The company’s progress in mobile will be challenged by Motorola and Apple Inc. (NASDAQ:AAPL). Sony Corporation (ADR) (NYSE:SNE)’s mobile offering, while compelling, isn’t extremely competitive against the Apple Inc. (NASDAQ:AAPL) ecosystem at the moment. Sony hopes to change this by providing cloud services that would allow its products to have remote access to a PlayStation 4. This could potentially lead to on the go gaming. However, there are limitations to on-the-go gaming that Sony Corporation (ADR) (NYSE:SNE) will have to address (how will you play PlayStation games using smartphone touch commands as your means of control?). For now, Sony is a late comer in a space that’s dominated by Apple Inc. (NASDAQ:AAPL).

Apple Inc. (NASDAQ:AAPL) currently dominates in terms of market share. According to the latest statistic from comScore, Apple has a market share of 38.90%, with Google Inc (NASDAQ:GOOG) Android at 53.70%. Android saw a 3% decline in market share.

Apple’s gain in market share was driven by the ease of using an Apple Inc. (NASDAQ:AAPL) product, cloud capabilities, along with the strong customer support. It also helps that Apple has increased its advertising spend by $2 billion year-over-year, which has helped it fend off competition from BlackBerry and Samsung to some extent.

Sony branding and partnership with Google proved to be lucrative

Sony Corporation (ADR) (NYSE:SNE) is currently ranked the 38th most powerful brand by Forbes. Sony’s brand value seems to have been the primary reason for the company’s sudden rise relative to its peers. Sony was able to report an 81.5% growth rate year-over-year in its mobility division.

Currently, there are no reliable statistical measures for the amount of market share that Sony Corporation (ADR) (NYSE:SNE) was able to gain. But, it seems that its Xperia ZL has been able to steal some market share against the likes of LG, Motorola, HTC, and perhaps even Samsung. Apple Inc. (NASDAQ:AAPL) saw a 3% gain in market share, so it is unlikely that Sony converted any Apple brand loyalists.

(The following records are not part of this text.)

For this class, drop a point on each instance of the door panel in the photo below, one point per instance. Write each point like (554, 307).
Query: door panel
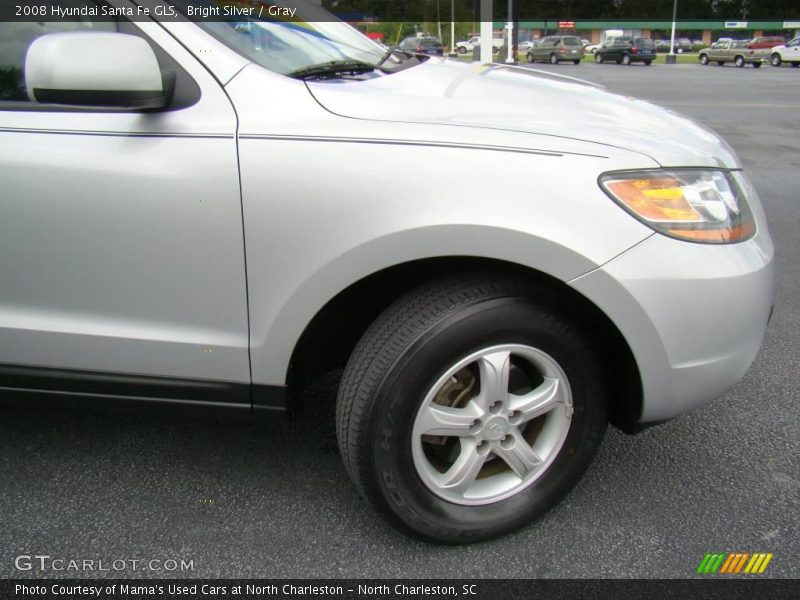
(121, 245)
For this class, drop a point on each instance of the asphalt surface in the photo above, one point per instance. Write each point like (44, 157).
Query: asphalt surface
(242, 500)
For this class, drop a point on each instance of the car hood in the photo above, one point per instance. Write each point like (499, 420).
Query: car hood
(499, 97)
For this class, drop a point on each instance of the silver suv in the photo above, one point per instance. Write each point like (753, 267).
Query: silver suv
(212, 214)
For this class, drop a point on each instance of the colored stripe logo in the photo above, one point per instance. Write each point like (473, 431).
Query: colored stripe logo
(734, 563)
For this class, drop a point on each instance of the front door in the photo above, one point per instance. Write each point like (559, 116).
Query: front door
(121, 245)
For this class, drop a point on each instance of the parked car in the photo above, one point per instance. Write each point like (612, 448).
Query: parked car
(681, 45)
(789, 53)
(170, 234)
(591, 48)
(557, 48)
(627, 50)
(736, 52)
(422, 45)
(475, 42)
(766, 42)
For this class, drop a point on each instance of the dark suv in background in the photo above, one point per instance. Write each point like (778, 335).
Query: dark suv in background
(627, 50)
(557, 48)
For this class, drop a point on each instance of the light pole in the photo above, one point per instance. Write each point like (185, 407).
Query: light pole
(453, 28)
(486, 31)
(671, 59)
(510, 28)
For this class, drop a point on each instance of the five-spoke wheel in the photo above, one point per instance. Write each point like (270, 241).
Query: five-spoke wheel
(470, 406)
(491, 424)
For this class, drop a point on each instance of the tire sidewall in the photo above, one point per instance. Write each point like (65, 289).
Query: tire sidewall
(398, 487)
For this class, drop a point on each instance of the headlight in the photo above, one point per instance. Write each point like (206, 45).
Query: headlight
(698, 205)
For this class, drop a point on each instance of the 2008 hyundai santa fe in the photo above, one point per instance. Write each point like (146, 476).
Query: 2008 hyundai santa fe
(502, 261)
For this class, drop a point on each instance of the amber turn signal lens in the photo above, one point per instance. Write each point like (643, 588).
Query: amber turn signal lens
(707, 206)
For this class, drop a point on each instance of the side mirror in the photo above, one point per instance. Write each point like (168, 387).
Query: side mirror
(98, 69)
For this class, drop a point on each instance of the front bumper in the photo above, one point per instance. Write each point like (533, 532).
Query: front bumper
(694, 315)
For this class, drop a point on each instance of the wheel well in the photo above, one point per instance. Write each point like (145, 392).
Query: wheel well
(331, 336)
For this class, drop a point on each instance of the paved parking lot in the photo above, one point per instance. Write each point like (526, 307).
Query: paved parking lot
(246, 501)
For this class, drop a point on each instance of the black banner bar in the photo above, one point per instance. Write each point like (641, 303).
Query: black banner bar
(733, 588)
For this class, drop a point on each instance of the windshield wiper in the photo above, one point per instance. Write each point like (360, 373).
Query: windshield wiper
(388, 54)
(332, 69)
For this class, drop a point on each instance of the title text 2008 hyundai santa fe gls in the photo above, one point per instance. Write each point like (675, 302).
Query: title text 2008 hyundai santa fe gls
(502, 261)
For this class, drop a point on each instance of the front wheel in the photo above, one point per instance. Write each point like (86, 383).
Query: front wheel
(469, 408)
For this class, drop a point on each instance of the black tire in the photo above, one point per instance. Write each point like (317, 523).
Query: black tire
(400, 360)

Currently, Motorola Mobility represents around 10% of Google Inc (NASDAQ:GOOG)’s revenue. Google’s presence in smartphones is primarily driven through the Google Play Store. Google has been able to increase app store revenue by 90% quarter-over-quarter, with revenue expected to equal Apple Inc. (NASDAQ:AAPL)’s app store by 2016. In other words, Google Inc (NASDAQ:GOOG) generates higher revenue from being an intermediary in the Android market place rather than through its direct participation through Motorola.

The Google App Store is catching up the Apple Inc. (NASDAQ:AAPL) Apple app store because of the larger community of developers driven by the open source nature of the Android Operating System.

Conclusion

Sony Corporation (ADR) (NYSE:SNE) reported a successful quarter. It always helps when currency market fluctuations contribute to the bottom line. Sony added to that with successes in its mobility division, which was driven by its Xperia line-up of smart phones. The company’s growth is likely to be further supplemented with the release of the PlayStation 4 console system coming in the winter of 2013. This is the turnaround story we have all been waiting for.